Coming to this night and to this time of year I cannot help but stop to reflect on the years that I have been in ministry and the people that I have served and served with over time… the feet that I have at least symbolically washed if not literally and the people who have washed mine. In particular I remember the being in a church in Newfoundland, working our way through the Thursday evening and the liturgy. When all those who had wanted to come up to have their tootsies tickled with some warm water, a bit of soap and a cloth, I moved to start putting things away only to have a parishioner pipe up and ask, “Sir, who washes your feet?” When I realized (and rather quickly) that the question was in earnest, I invited those who would like to return the favour to come and do for me what I did for them. Sure the water was warm and there was a certain amount of reverence to the whole proceeding but I will never forget the smiles and the laughter… Yes! There was laughter and we were still in church!
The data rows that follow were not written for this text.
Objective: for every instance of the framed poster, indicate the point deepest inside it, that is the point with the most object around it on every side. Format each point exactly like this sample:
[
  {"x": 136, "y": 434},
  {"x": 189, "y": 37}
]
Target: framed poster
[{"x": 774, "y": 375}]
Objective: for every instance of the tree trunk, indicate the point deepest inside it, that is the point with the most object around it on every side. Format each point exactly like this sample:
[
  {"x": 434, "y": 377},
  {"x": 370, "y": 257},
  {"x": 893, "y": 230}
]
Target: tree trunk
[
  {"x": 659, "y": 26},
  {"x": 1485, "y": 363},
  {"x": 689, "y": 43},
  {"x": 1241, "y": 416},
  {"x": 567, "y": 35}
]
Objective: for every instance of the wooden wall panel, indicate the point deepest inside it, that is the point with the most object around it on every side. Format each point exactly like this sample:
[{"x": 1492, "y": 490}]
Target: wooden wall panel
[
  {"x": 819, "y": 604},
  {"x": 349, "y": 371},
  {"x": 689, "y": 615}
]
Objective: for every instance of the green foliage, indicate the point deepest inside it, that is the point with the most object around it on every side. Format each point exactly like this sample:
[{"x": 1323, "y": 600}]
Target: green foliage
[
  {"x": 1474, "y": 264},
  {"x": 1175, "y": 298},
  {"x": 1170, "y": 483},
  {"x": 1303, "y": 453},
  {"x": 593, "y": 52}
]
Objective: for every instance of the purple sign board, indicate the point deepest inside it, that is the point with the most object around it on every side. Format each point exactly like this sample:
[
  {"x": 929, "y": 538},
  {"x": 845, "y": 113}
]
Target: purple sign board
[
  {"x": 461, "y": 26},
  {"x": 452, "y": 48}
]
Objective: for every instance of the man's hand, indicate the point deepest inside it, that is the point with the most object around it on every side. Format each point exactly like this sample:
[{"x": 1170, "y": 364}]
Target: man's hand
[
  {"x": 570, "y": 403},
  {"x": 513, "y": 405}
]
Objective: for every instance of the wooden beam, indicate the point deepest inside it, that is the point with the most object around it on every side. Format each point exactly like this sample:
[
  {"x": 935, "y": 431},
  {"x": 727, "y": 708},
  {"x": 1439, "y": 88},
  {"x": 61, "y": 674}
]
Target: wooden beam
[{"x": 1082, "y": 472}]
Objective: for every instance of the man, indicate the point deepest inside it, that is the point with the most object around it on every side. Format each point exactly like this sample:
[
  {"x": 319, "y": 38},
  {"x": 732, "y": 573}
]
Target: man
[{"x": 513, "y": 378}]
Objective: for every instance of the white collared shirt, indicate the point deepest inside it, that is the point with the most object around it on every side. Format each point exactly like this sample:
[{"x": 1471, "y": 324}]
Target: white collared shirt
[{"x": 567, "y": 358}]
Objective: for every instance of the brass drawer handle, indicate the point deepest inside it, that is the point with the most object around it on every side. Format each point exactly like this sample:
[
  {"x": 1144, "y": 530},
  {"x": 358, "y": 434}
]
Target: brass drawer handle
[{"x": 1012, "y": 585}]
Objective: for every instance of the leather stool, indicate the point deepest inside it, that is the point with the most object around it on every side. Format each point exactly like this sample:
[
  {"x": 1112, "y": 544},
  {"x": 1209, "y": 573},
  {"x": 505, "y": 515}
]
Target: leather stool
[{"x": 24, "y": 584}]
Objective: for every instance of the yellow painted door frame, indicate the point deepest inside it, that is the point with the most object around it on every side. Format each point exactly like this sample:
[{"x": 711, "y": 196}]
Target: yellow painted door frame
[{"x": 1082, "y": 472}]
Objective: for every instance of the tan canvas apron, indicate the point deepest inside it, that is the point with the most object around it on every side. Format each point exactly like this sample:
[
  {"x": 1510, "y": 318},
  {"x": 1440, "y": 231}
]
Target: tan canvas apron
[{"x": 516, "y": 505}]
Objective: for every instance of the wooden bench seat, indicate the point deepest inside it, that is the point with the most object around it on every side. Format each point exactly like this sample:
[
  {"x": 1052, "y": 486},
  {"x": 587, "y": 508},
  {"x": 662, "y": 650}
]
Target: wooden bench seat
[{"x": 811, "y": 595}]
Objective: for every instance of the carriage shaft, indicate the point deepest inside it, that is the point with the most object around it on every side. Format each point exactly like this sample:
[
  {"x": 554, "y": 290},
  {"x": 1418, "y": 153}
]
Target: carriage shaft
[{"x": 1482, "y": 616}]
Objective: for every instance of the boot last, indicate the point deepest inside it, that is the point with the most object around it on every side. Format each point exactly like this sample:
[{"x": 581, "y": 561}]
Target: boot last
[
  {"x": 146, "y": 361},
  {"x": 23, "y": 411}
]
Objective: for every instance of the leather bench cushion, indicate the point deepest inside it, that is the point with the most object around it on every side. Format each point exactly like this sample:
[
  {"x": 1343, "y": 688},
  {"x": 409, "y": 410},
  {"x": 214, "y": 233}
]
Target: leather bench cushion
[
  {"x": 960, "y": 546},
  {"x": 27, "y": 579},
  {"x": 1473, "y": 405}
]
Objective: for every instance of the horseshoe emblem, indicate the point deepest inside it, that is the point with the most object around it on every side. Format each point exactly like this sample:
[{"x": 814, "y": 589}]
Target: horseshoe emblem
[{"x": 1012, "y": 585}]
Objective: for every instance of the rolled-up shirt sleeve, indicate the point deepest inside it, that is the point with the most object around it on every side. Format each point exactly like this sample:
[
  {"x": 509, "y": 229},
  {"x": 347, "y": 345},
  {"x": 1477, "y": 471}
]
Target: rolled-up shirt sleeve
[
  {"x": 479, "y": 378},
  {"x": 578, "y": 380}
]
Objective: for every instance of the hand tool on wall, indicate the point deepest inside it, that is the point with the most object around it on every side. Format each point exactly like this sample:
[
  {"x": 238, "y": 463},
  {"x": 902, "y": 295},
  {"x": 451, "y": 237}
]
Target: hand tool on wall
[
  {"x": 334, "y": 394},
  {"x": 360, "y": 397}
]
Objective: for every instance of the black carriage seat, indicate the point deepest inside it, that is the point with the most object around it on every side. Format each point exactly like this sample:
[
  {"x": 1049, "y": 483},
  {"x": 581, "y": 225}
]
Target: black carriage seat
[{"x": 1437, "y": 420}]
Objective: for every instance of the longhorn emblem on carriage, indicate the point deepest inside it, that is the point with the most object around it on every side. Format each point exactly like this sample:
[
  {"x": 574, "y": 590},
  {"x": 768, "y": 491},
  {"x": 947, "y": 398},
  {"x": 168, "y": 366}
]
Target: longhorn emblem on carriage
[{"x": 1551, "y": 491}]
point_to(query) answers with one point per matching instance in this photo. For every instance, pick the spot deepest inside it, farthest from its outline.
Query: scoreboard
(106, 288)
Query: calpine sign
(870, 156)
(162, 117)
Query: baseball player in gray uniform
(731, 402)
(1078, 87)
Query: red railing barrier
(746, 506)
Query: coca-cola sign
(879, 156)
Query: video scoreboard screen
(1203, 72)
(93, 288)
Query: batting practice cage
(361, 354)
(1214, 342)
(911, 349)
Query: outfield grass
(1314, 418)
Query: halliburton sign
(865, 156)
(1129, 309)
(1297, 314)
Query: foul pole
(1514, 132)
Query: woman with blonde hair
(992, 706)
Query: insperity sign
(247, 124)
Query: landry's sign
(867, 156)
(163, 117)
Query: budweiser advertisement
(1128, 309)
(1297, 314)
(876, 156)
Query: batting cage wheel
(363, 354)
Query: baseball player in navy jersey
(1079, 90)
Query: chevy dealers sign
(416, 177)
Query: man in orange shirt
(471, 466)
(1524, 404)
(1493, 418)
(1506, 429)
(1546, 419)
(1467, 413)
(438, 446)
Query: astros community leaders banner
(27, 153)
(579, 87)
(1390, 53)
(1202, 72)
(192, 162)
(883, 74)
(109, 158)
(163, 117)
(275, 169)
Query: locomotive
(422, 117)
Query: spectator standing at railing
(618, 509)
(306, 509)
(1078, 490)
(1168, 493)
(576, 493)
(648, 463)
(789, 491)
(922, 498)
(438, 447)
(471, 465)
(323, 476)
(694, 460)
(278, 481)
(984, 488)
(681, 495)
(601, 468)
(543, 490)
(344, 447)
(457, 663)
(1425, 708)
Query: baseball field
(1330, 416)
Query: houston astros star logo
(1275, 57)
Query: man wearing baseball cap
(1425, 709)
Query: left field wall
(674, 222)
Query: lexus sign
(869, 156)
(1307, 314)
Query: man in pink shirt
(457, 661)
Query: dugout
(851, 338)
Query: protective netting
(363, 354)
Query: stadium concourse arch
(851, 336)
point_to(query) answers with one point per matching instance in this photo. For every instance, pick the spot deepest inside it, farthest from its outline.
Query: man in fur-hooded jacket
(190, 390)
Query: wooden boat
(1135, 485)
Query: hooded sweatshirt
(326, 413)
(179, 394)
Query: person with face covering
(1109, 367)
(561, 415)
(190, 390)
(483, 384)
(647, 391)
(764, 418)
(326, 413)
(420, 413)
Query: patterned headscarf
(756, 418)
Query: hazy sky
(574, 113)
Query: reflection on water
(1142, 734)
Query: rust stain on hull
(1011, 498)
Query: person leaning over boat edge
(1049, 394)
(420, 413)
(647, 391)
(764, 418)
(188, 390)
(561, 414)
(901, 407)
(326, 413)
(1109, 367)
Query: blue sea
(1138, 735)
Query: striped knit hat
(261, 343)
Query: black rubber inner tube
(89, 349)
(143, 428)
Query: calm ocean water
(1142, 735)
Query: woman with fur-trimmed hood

The people who participated in that service still remind me of who we washed each other’s feet. A moment that while deeply personal to be sure, helped people to understand better the connection that we need to have with Jesus through his life, death and resurrection. It too is deep, personal and gratifying. But at the same time then, we can look to go deeper in that relationship and really begin to understand what it means to be a follower of the Lord Jesus. And in doing so, we need to ask ourselves a couple of simple questions: (1) how are you at serving others and (2) how are you at self sacrifice?
For those who are in public ministry, it is assumed that we know how to give but what about how to receive? If we don’t start from a point of being the one who needs to receive, then how do we have anything to offer? Jesus tells the Pharisees when he is in conflict with them about whether a blind man should have been healed on the Sabbath, “the thief comes only to steal, kill and destroy. I have come that they might have life, and have it more abundantly.” (John 10:10)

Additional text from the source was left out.